Dans cette perspective, Michel Vâlsan a opportunément souligné que  « la base légale islamique est providentiellement disposée pour une large vision de l’unité et de l’universalité traditionnelles, tant en succession qu’en simultanéité (26) » (27), au point que « il y a sous un certain rapport dans la loi islamique plus de possibilités de vision universelle que dans toute autre tradition, et de toute façon plus que dans les autres lois religieuses » (28).

(26) C’est-à-dire même lorsque les autres formes traditionnelles sont envisagées dans leur coexistence actuelle avec la forme islamique au sens strict.
(27) L’Islam et la fonction de René Guénon, p. 26 et 139.
(28) Ibid., p. 25.

Nous ajouterons encore que le statut nouveau dont il est question ici s’appliquera selon des modalités différentes dans le dâr al-islâm, c’est-à-dire les régions où la Loi de l’Islam est souveraine, et dans le dâr al-harb, c’est-à-dire celles où elle ne l’est pas et avec lesquelles les musulmans sont considérés, au regard du Droit sacré, comme étant « en guerre ». 


Dans le premier cas, les « gens de la dhimma », c’est-à-dire ceux qui veulent pouvoir continuer à pratiquer une forme traditionnelle autre que l’Islam, bénéficieront, en vertu d’une dérogation personnelle ou d’un pacte collectif, d’un régime juridique particulier qui les y autorise, à condition qu’ils paient le tribut mentionné dans le Coran.
Dans le second cas, la souveraineté de la Loi islamique demeure purement virtuelle, ce qui explique que les traditions antérieures puissent, à un degrés ou à un autre, demeurer vivantes, et même connaître des phases nouvelles d’adaptation et de développent, principalement dans le domaine des institutions contingentes et des commentaires doctrinaux.
Cependant, même en ce cas, du fait de la solidarité intime qui unit l’ensemble de l’univers traditionnel, l’évènement cyclique majeur constitué par la manifestation corporelle du Prophète – sur lui la Grâce et la Paix ! – et l’instauration de l’Islam fera nécessairement sentir ses effets, si ce n’est sur le plan de la juridiction extérieure, tout au moins d’une façon plus intérieure et secrète (29).

Ce qui précède montre à l’évidence que la déclaration du plus grand des Maîtres selon laquelle ce qui subsiste des formes traditionnelles antérieures sans avoir été confirmé par l’Islam « ne peut être considéré comme un statut d’Allâh, qui l’a Lui-même qualifié de mensonge, de sorte qu’il joue non pas en la faveur mais en la défaveur de celui qui s’y conforme » ne peut se comprendre vraiment que par référence à un enseignement plus vaste dont elle ne représente qu’un aspect.

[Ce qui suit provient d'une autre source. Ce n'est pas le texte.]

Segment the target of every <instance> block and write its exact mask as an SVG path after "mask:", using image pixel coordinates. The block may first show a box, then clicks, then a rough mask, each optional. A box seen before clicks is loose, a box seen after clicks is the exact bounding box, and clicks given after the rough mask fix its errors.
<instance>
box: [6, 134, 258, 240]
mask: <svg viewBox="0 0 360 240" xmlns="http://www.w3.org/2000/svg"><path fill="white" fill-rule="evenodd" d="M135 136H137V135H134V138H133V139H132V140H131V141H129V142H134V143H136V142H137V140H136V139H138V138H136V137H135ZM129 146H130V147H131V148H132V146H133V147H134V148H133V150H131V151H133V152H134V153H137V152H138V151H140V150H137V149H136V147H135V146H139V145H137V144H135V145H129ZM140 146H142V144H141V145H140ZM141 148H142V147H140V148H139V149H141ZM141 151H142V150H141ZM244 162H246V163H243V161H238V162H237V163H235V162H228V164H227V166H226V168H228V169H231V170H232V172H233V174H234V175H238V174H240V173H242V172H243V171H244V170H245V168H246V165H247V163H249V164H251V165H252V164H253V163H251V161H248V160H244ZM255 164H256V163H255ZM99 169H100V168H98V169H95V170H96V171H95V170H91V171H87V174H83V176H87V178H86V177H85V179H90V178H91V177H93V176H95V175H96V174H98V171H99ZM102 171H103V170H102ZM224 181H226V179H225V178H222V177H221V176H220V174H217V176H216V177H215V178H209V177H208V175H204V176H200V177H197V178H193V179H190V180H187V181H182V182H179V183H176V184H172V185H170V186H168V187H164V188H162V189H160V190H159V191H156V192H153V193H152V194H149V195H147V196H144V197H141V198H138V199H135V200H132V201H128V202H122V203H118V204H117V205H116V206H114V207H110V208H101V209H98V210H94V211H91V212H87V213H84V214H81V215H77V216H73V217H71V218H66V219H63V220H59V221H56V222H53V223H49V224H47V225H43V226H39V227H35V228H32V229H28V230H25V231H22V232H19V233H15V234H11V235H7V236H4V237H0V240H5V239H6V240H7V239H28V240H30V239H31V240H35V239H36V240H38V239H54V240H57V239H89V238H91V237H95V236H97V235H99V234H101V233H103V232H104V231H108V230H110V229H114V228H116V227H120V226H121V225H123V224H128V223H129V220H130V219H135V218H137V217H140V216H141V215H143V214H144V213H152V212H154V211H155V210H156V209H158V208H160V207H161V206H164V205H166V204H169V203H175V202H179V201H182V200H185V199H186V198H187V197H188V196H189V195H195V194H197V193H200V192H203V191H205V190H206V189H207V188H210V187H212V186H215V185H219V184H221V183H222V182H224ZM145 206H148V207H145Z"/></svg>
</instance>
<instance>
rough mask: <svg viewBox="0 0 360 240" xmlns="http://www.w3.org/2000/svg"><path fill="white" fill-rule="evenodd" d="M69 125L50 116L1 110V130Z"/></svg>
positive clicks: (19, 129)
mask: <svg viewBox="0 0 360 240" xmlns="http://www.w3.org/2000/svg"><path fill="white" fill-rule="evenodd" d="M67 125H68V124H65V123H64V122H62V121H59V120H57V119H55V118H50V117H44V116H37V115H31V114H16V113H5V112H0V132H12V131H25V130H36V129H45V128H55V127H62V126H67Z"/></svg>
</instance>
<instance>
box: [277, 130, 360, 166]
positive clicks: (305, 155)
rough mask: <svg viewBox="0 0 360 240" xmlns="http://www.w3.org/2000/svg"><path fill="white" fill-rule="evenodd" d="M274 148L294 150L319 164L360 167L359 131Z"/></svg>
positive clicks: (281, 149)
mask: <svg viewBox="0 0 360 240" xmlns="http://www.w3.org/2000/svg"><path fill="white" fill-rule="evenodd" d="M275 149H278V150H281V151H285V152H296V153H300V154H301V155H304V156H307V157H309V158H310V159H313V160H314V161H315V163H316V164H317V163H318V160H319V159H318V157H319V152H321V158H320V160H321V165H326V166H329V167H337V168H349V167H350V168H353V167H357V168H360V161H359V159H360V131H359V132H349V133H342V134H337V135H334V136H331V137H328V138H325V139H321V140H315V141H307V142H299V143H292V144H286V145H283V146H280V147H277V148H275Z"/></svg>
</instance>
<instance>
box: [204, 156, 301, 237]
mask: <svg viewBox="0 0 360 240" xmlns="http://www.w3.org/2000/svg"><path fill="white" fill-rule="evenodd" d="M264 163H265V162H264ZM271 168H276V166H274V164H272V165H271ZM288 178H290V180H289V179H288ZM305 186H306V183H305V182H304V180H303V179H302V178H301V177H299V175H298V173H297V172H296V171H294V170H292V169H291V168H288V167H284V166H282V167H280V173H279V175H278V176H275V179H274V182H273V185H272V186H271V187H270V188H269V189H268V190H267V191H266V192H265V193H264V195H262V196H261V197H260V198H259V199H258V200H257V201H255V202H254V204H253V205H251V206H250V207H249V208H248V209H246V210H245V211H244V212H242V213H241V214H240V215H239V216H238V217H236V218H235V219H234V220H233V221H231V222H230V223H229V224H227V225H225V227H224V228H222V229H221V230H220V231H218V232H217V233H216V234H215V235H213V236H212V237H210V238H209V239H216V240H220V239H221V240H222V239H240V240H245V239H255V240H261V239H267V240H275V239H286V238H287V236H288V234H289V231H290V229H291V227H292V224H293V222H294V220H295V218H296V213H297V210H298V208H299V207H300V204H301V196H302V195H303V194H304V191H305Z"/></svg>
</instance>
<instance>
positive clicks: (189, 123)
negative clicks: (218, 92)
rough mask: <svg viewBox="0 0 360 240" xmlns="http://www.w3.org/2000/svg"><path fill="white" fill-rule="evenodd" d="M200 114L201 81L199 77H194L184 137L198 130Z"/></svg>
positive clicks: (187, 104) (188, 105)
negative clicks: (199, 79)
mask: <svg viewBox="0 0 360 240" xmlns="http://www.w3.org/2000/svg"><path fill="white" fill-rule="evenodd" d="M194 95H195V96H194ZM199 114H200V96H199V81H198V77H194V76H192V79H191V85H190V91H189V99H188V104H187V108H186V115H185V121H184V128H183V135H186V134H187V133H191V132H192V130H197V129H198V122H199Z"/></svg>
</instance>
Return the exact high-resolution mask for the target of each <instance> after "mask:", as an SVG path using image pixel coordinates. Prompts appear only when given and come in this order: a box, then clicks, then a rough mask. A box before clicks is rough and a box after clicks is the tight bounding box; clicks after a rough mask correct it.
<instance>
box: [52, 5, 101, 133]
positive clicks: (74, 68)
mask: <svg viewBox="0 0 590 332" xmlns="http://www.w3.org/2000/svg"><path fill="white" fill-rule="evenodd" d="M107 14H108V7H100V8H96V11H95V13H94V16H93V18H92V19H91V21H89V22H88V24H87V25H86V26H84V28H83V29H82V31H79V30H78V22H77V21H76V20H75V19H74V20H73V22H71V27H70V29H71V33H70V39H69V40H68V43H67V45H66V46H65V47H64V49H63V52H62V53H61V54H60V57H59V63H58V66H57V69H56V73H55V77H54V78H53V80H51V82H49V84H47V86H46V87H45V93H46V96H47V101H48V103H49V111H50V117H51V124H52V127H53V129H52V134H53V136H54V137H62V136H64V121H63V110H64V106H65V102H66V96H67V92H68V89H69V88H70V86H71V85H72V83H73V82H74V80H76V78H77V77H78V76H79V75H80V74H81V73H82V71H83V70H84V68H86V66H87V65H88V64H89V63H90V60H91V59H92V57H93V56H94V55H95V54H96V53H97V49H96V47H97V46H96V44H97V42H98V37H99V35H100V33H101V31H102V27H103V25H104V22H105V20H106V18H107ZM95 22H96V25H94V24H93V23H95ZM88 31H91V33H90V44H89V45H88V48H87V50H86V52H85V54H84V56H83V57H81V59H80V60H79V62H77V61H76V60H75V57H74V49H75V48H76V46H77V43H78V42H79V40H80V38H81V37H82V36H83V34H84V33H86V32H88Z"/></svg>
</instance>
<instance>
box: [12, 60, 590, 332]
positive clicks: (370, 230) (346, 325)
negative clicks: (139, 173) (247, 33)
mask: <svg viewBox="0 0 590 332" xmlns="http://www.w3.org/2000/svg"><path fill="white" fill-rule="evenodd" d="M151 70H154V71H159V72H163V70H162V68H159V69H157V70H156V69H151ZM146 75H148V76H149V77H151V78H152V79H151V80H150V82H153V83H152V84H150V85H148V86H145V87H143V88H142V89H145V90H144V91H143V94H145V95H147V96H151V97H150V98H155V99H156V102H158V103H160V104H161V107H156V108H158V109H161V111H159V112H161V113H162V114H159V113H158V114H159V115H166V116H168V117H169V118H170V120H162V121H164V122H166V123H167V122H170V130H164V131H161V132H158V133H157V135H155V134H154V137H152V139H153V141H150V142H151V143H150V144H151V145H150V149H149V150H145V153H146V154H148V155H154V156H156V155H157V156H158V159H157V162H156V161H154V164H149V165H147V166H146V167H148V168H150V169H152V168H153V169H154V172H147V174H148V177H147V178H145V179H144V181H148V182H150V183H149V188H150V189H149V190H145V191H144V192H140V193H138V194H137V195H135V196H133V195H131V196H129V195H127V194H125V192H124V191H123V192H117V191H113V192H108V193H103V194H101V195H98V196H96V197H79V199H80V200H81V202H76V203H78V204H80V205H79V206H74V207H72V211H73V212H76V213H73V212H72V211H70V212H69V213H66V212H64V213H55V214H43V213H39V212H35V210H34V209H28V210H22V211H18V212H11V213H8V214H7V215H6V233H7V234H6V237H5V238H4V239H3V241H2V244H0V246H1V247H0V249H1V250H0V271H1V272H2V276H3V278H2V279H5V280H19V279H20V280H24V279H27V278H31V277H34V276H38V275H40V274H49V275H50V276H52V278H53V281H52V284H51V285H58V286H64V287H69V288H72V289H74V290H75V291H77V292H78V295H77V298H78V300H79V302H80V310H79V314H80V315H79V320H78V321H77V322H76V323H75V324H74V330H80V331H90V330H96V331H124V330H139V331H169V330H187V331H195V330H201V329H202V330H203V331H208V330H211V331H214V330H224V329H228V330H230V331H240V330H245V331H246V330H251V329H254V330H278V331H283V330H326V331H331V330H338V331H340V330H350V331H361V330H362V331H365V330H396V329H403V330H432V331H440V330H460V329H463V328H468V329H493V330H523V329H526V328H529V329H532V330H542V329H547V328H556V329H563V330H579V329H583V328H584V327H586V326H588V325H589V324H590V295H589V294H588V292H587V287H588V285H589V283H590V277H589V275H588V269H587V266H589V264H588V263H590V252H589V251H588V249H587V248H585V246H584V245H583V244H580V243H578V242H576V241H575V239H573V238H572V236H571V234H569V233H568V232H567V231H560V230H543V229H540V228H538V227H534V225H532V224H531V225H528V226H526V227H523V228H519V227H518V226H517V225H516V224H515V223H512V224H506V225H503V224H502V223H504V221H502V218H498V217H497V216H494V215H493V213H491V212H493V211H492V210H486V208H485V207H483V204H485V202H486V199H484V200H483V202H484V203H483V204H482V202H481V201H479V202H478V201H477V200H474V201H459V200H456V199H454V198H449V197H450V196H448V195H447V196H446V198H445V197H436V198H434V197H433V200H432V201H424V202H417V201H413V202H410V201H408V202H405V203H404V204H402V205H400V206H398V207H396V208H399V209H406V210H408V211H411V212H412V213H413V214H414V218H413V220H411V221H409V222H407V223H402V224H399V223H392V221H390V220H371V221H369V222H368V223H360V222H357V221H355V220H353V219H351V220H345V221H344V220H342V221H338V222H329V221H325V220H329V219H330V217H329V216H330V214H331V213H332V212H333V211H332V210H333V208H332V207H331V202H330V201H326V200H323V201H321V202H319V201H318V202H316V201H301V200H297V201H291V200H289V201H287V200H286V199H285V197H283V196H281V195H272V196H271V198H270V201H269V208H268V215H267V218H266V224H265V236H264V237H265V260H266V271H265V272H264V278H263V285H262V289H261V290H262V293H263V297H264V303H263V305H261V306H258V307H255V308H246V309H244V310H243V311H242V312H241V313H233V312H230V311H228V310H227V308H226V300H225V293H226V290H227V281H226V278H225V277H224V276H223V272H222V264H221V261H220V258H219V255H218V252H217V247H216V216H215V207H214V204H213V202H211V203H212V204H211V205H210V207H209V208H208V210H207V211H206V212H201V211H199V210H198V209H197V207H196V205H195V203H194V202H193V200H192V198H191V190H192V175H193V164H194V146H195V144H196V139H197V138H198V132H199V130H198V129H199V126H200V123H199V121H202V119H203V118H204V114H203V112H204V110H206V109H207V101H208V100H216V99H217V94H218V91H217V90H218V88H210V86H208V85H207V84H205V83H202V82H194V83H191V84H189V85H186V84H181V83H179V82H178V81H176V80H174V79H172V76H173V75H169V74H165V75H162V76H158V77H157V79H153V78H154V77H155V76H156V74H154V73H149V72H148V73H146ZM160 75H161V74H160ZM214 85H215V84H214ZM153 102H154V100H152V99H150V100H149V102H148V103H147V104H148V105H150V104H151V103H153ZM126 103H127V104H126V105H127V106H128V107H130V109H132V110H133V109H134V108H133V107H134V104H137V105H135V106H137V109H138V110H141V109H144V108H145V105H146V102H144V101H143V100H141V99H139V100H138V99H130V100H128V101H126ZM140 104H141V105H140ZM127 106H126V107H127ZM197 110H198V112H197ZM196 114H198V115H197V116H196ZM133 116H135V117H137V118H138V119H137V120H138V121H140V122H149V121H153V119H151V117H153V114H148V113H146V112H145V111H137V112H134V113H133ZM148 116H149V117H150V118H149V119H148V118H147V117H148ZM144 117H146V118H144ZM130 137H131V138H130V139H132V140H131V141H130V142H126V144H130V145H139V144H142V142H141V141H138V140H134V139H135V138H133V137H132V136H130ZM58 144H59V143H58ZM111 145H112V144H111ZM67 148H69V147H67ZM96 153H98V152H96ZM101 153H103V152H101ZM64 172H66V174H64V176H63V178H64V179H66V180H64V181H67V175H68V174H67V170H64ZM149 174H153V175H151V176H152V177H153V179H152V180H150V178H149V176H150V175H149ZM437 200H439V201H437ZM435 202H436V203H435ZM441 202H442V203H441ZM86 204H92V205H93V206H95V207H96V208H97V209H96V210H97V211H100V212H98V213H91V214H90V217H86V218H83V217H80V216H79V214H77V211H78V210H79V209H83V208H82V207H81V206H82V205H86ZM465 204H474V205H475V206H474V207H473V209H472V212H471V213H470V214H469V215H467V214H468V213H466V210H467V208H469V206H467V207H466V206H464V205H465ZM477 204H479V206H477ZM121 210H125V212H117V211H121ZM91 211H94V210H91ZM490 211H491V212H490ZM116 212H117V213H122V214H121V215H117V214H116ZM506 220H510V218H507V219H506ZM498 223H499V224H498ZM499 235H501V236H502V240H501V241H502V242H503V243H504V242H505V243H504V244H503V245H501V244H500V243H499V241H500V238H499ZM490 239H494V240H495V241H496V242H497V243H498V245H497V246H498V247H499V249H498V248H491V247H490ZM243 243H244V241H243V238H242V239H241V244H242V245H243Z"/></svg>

Il nous reste à montrer que cet aspect est lui-même parfaitement légitime et justifiable au regard de la doctrine traditionnelle du Califat ésotérique.

(29) telle est la raison d’être du « secours providentiel » que le Pôle initiatique de l’Islam accorde « non seulement aux Musulmans, mais encore aux Chrétiens et aux Juifs » (cf. Michel Vâlsan, Les Hauts Grades de l’Ecossisme dans Etudes Traditionnelles, 1953, p. 225).